Unfortunately, the realisation varies quite a bit, as we have seen in interactive part above. This is reflected in the variance of "Cov(z,q)";

$Var\left[ ^{\prime \prime }Cov\left( z,q\right) ^{\prime \prime }\right] = \frac{1}{2}p\left( 1-p\right)$

[show details]

This variance can be reduced though if we take a large sample. Suppose that we have individuals i=1,...,n with the gene, and individuals i=n+1,...,2n without it. Now we draw the next generation in the same way as before, which looks a bit more general; 2n individuals are drawn, and at every draw individual i has a probability with which it is drawn to reproduce. For i=1,...,n this probability is $\frac{p_{1}}{np_{1}+np_{0}}$.

For i=n+1,...,2n this probability is $\frac{p_{0}}{np_{1}+np_{0}}$. For this transition, one can show that

$\mathbb{E}\left[ \frac{\sum_{i=1}^{2n}z_{i}q_{i}}{2n}-\frac{\sum_{i=1}^{2n}q_{i}}{2n}\right] =p-\frac{1}{2}$

and

$\lim_{n\rightarrow \infty }Var\left[ \frac{\sum_{i=1}^{2n}z_{i}q_{i}}{2n}-\frac{\sum_{i=1}^{2n}q_{i}}{2n}\right] =0$

If we indeed define

$^{\prime \prime }Cov\left( z,q\right)^{\prime \prime }$ as $\frac{1}{2n}\left(\sum_{i=1}^{2n}z_{i}q_{i}- \sum_{i=1}^{2n}q_{i}\right)$

then

$^{\prime\prime }Cov\left( z,q\right) ^{\prime \prime }+\frac{1}{2}$

is an unbiased estimator of p - because

$\mathbb{E}\left[ ^{\prime \prime }Cov\left( z,q\right) ^{\prime \prime }\right] =p-\frac{1}{2}$.

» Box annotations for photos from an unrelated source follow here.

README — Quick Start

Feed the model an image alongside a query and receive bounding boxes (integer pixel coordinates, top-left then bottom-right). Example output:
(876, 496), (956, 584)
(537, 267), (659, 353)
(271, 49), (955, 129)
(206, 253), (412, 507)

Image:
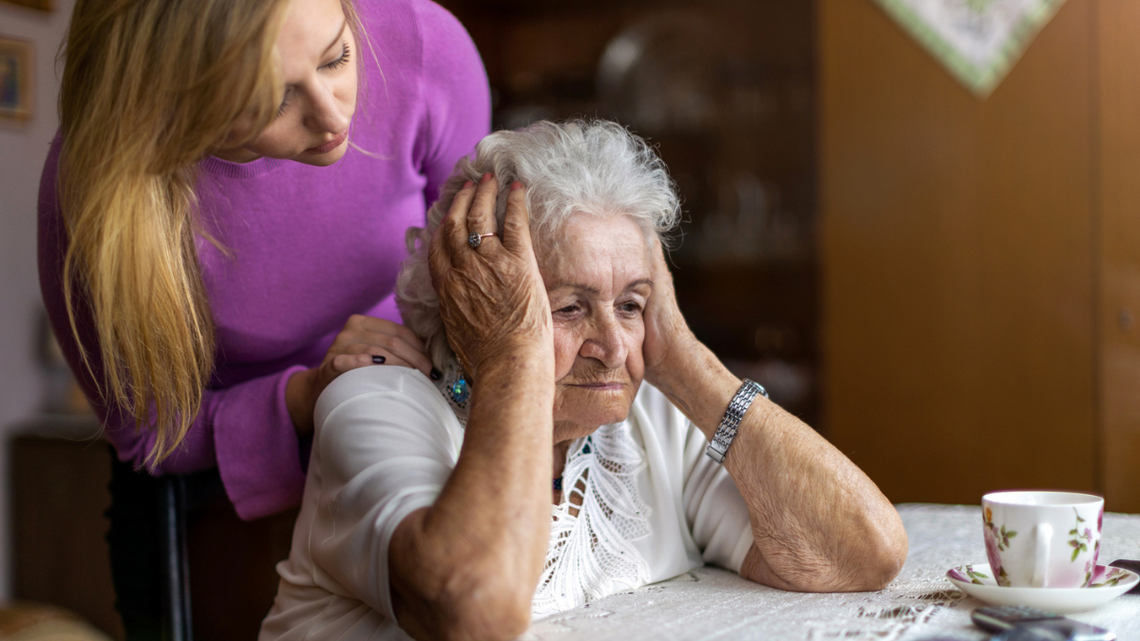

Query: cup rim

(982, 489), (1105, 508)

The quantity $^{\prime\prime }Cov\left( z,q\right) ^{\prime \prime }$ is also regularly referred to as the sample covariance. It is very important to realise that this is not the true covariance; the covariance is a fixed property of two random variables, while the sample covariance is a random variable itself.

Testing properties of p

The sample covariance is typically also used as input for in tests of the type:

$H_{0} : p=\frac{1}{2}$

$H_{1} : p\neq \frac{1}{2}.$

So how does the Price equation help here?

Not. For determining the properties of the model, the Price equation did not help, and in fact cannot even be of use. We found the transition probabilities just by doing probability calculations. For doing statistics the Price equation did not help either. And yes, the Price equation applied to one actual draw does have the sample covariance of that draw in it, and the sample covariance is a useful thing, but we do not need the Price equation for knowing that the sample covariance is useful. The sample covariance has been around since the 1880's, when Karl Pearson (1857 – 1936) introduced it, along with the distinction between covariance and sample covariance. It was there well before George Price was born, and it is used in parameter estimation and hypothesis testing in all other fields of science, where no one has ever heard of G.R. Price. And, most importantly, using the sample covariance is obviously not the same as using the Price equation. It is using the sample covariance.